Codeforces Round 1006 (Div. 3) 补题+题解

A. New World, New Me, New Array

贪心的想每次都赋值一个 \(p\) 如果正好和为 \(k\) 则答案就是 \(k/p\) ，否则是 \(k/p+1\)。

#include<bits/stdc++.h>
using namespace std;
#define int long long
const int N = 1e6 + 10;

void solve() {
	int n, k, p;
	cin >> n >> k >> p;
	if (n * p < abs(k)) {
		cout << -1 << '\n';
		return;
	}
	int ans = abs(k / p);
	if (k % p != 0) ans++;
	cout << ans << '\n';
}

signed main() {
	ios::sync_with_stdio(0), cin.tie(0), cout.tie(0);
	int t = 1;
	cin >> t;
	while (t--)
		solve();
}

B. Having Been a Treasurer in the Past, I Help Goblins Deceive

简单地想，\(O(n)\) 扫描一遍记录前后各放多少个 "-" 会使子序列最多，直接计算即可。

#include<bits/stdc++.h>
using namespace std;
#define int long long
const int N = 1e6 + 10;

void solve() {
	string s;
	int n;
	cin >> n;
	cin >> s;
	int cnt = 0, cnt1 = 0;
	for (auto t : s) {
		if (t == '-') cnt++;
	}
	int mx = 0;
	cnt1 = s.size() - cnt;
	for (int i = 1; i <= cnt; i++) {
		int x = i, y = cnt - i;
		mx = max(mx, x * y);
	}
	cout << mx*cnt1 << '\n';
}

signed main() {
	ios::sync_with_stdio(0), cin.tie(0), cout.tie(0);
	int t = 1;
	cin >> t;
	while (t--)
		solve();
}

C. Creating Keys for StORages Has Become My Main Skill

贪心 ,\([0,n-1]\) 尽可能取，维护或值，如果恰好为 \(x\) 则是答案。否则尽可能修改大的将最后一项取为 \(x\),这样 \(MEX\) 最大。

#include<bits/stdc++.h>
using namespace std;
#define int long long
const int N = 1e6 + 10;

void solve() {
	int n, x;
	cin >> n >> x;
	int now = 0;
	vector<int> ans(n+10, 0);
	for (int i = 1; i < n; i ++ ) {
		if ((x | i) == x) {
			ans[i] = i;
			now |= i;
		}
	}
	if (now != x) {
		ans[n - 1] = x;
	}
	for (int i = 0; i < n; i ++ ) {
		cout << ans[i] << ' ';
	}
	cout << '\n';
}

signed main() {
	ios::sync_with_stdio(0), cin.tie(0), cout.tie(0);
	int t = 1;
	cin >> t;
	while (t--)
		solve();
}

D. For Wizards, the Exam Is Easy, but I Couldn't Handle It

很明显反转数的个数变化只与选择的区间有关，与区间外的数无关，区间的贡献则是区间中小于 \(l\) 的个数减去大于 \(l\) 的个数 。

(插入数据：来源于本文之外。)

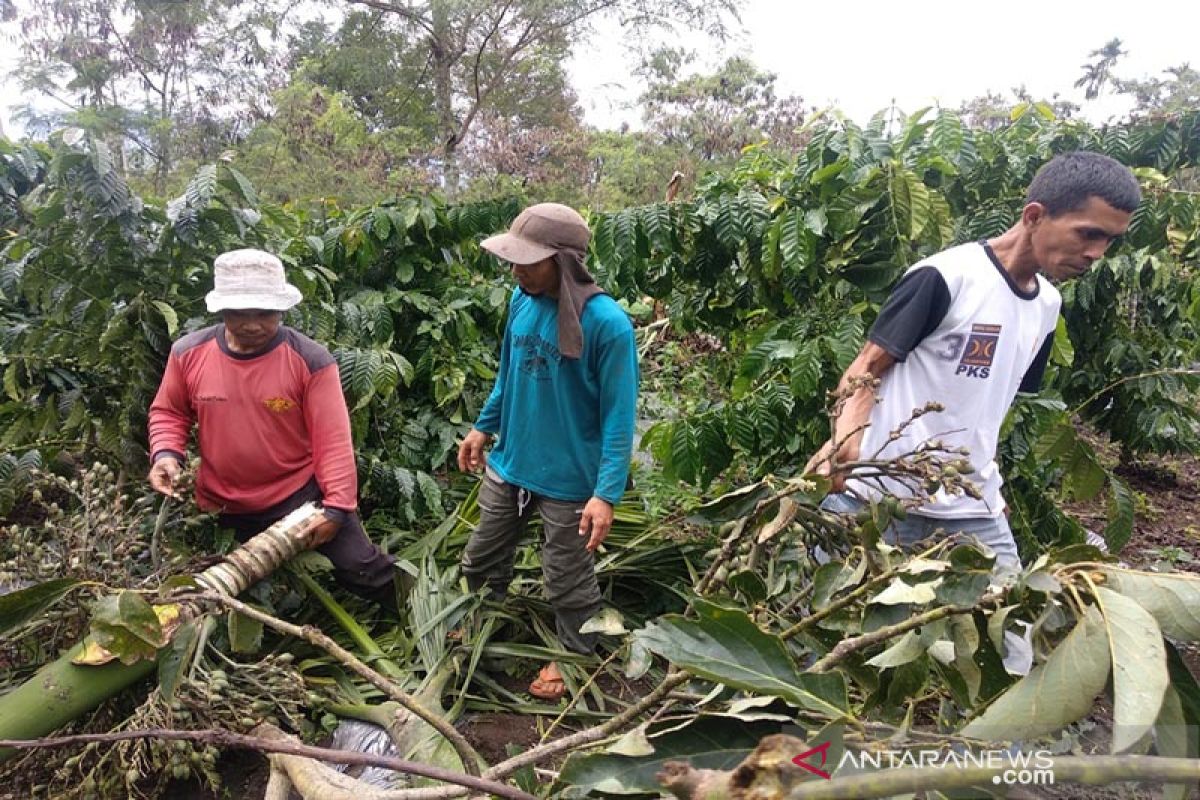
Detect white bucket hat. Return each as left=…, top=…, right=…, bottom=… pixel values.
left=204, top=249, right=301, bottom=313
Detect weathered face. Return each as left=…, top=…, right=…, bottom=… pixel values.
left=512, top=258, right=558, bottom=295
left=1025, top=197, right=1133, bottom=281
left=221, top=308, right=283, bottom=351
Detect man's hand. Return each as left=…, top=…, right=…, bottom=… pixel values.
left=312, top=518, right=342, bottom=547
left=146, top=456, right=184, bottom=500
left=804, top=437, right=858, bottom=492
left=458, top=428, right=492, bottom=473
left=580, top=498, right=612, bottom=553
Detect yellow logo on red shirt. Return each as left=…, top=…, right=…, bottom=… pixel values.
left=263, top=397, right=296, bottom=414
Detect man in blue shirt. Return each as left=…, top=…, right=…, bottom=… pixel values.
left=458, top=203, right=637, bottom=700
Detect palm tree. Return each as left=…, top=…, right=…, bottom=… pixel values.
left=1075, top=38, right=1127, bottom=100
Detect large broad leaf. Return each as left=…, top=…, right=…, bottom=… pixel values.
left=1096, top=587, right=1171, bottom=753
left=158, top=620, right=200, bottom=702
left=0, top=578, right=79, bottom=637
left=636, top=600, right=850, bottom=716
left=559, top=716, right=780, bottom=794
left=1154, top=687, right=1196, bottom=800
left=962, top=607, right=1109, bottom=741
left=228, top=610, right=263, bottom=654
left=91, top=590, right=167, bottom=664
left=1103, top=566, right=1200, bottom=642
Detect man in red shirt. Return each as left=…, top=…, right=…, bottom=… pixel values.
left=149, top=249, right=395, bottom=602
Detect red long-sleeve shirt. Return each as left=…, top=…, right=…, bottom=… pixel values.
left=150, top=325, right=358, bottom=513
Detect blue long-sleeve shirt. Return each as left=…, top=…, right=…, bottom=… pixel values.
left=475, top=288, right=638, bottom=504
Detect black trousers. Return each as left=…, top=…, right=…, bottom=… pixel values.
left=217, top=480, right=396, bottom=604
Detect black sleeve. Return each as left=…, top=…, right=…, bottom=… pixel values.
left=1016, top=331, right=1054, bottom=395
left=868, top=266, right=950, bottom=361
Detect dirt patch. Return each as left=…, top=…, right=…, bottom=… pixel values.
left=462, top=714, right=541, bottom=764
left=1067, top=435, right=1200, bottom=572
left=161, top=750, right=271, bottom=800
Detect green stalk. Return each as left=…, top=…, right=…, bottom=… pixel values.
left=295, top=570, right=408, bottom=681
left=0, top=504, right=324, bottom=763
left=0, top=642, right=156, bottom=762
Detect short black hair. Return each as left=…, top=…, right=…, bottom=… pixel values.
left=1025, top=150, right=1141, bottom=217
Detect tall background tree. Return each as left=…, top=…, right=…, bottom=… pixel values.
left=349, top=0, right=737, bottom=196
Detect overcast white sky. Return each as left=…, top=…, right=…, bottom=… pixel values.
left=0, top=0, right=1200, bottom=133
left=571, top=0, right=1200, bottom=127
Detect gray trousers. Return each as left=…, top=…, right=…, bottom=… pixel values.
left=462, top=469, right=601, bottom=654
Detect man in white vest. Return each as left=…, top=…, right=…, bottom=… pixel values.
left=805, top=152, right=1141, bottom=582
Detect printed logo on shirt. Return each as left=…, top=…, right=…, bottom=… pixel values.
left=512, top=333, right=563, bottom=380
left=263, top=397, right=296, bottom=414
left=954, top=325, right=1000, bottom=378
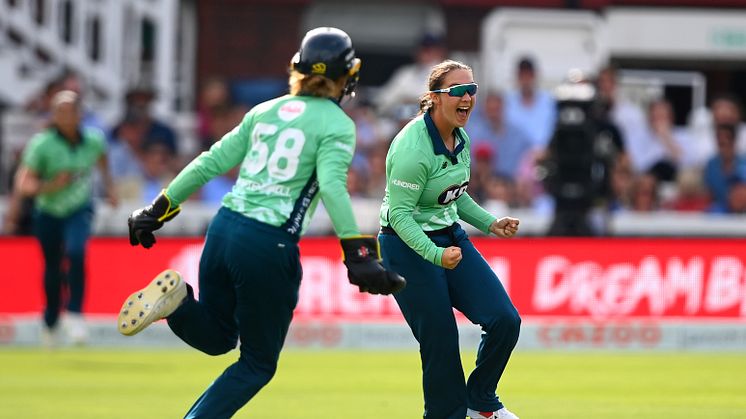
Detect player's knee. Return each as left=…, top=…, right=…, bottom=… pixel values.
left=486, top=307, right=521, bottom=339
left=204, top=339, right=238, bottom=356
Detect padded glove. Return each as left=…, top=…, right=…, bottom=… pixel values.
left=340, top=236, right=407, bottom=295
left=127, top=191, right=181, bottom=249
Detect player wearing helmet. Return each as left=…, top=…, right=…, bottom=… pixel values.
left=118, top=28, right=404, bottom=418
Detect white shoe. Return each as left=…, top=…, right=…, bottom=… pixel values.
left=117, top=269, right=187, bottom=336
left=466, top=407, right=518, bottom=419
left=64, top=313, right=88, bottom=345
left=39, top=324, right=60, bottom=349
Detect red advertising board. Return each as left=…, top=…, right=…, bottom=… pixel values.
left=0, top=238, right=746, bottom=321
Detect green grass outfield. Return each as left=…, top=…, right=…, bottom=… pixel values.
left=0, top=348, right=746, bottom=419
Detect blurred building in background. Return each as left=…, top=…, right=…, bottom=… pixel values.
left=0, top=0, right=746, bottom=236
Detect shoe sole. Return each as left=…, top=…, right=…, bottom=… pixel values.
left=117, top=269, right=187, bottom=336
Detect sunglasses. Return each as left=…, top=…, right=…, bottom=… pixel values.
left=430, top=83, right=477, bottom=97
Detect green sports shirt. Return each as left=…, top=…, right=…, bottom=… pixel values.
left=166, top=95, right=360, bottom=238
left=381, top=113, right=496, bottom=266
left=21, top=127, right=106, bottom=217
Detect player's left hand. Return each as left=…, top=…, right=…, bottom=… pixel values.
left=340, top=236, right=407, bottom=295
left=490, top=217, right=520, bottom=239
left=127, top=192, right=181, bottom=249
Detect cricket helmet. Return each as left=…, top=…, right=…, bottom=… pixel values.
left=290, top=27, right=360, bottom=95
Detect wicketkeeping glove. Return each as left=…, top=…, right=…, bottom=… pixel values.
left=127, top=192, right=181, bottom=249
left=340, top=236, right=407, bottom=295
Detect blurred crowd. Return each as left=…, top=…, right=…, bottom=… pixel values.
left=1, top=35, right=746, bottom=236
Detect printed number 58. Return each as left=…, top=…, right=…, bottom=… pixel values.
left=244, top=122, right=306, bottom=180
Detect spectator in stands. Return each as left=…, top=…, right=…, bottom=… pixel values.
left=197, top=77, right=246, bottom=151
left=109, top=113, right=147, bottom=189
left=5, top=90, right=117, bottom=346
left=111, top=83, right=179, bottom=155
left=625, top=99, right=683, bottom=182
left=704, top=125, right=746, bottom=212
left=596, top=66, right=647, bottom=164
left=466, top=90, right=533, bottom=180
left=138, top=138, right=175, bottom=202
left=365, top=140, right=389, bottom=199
left=709, top=94, right=746, bottom=155
left=505, top=57, right=557, bottom=150
left=667, top=169, right=711, bottom=212
left=375, top=33, right=447, bottom=119
left=728, top=182, right=746, bottom=214
left=629, top=173, right=660, bottom=212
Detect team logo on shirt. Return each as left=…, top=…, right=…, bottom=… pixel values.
left=391, top=179, right=420, bottom=191
left=277, top=100, right=306, bottom=122
left=438, top=181, right=469, bottom=205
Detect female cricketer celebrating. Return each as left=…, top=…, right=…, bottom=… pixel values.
left=379, top=60, right=521, bottom=419
left=118, top=28, right=404, bottom=418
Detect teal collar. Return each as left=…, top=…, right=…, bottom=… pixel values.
left=423, top=111, right=466, bottom=164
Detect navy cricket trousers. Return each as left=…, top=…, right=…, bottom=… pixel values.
left=379, top=224, right=521, bottom=419
left=33, top=204, right=93, bottom=329
left=168, top=208, right=302, bottom=418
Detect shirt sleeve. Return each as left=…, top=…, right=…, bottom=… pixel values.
left=386, top=150, right=445, bottom=266
left=21, top=135, right=44, bottom=176
left=166, top=112, right=253, bottom=205
left=456, top=193, right=497, bottom=234
left=316, top=121, right=360, bottom=238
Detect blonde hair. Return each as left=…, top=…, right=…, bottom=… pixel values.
left=288, top=71, right=346, bottom=99
left=418, top=60, right=472, bottom=115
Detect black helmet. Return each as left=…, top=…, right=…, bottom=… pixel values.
left=290, top=27, right=360, bottom=95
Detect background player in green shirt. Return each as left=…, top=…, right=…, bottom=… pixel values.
left=379, top=61, right=521, bottom=419
left=118, top=28, right=404, bottom=418
left=6, top=90, right=117, bottom=346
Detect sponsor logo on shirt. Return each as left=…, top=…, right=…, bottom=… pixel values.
left=438, top=181, right=469, bottom=205
left=391, top=179, right=420, bottom=191
left=277, top=100, right=306, bottom=121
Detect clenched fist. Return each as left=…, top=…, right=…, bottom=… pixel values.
left=490, top=217, right=520, bottom=239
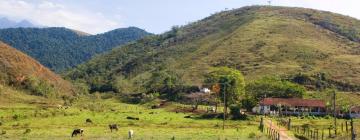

\(n^2\) 暴力枚举，在过程中记下 \([l,r]\) 区间中大于 \(l\) 和小于 \(l\) 的个数,然后统计贡献最大的区间便是答案。

#include<bits/stdc++.h>
using namespace std;
#define int long long
const int N = 1e6 + 10;

void solve() {
	int n;
	cin >> n;
	vector<int> a(n + 1);
	for (int i = 1; i <= n; i++) {
		cin >> a[i];
	}
	int ans = 0;
	pair<int, int> anss;
	for (int l = 1; l <= n; l++) {
		int x = 0, y = 0;
		for (int r = l; r <= n; r++) {
			if (a[r] > a[l]) x++;
			if (a[r] < a[l]) y++;
			if (y - x >= ans) {
				ans = y - x;
				anss.first = l, anss.second = r;
			}
		}
	}
	cout << anss.first << ' ' << anss.second << '\n';
}

signed main() {
	ios::sync_with_stdio(0), cin.tie(0), cout.tie(0);
	int t = 1;
	cin >> t;
	while (t--)
		solve();
}

E. Do You Love Your Hero and His Two-Hit Multi-Target Attacks?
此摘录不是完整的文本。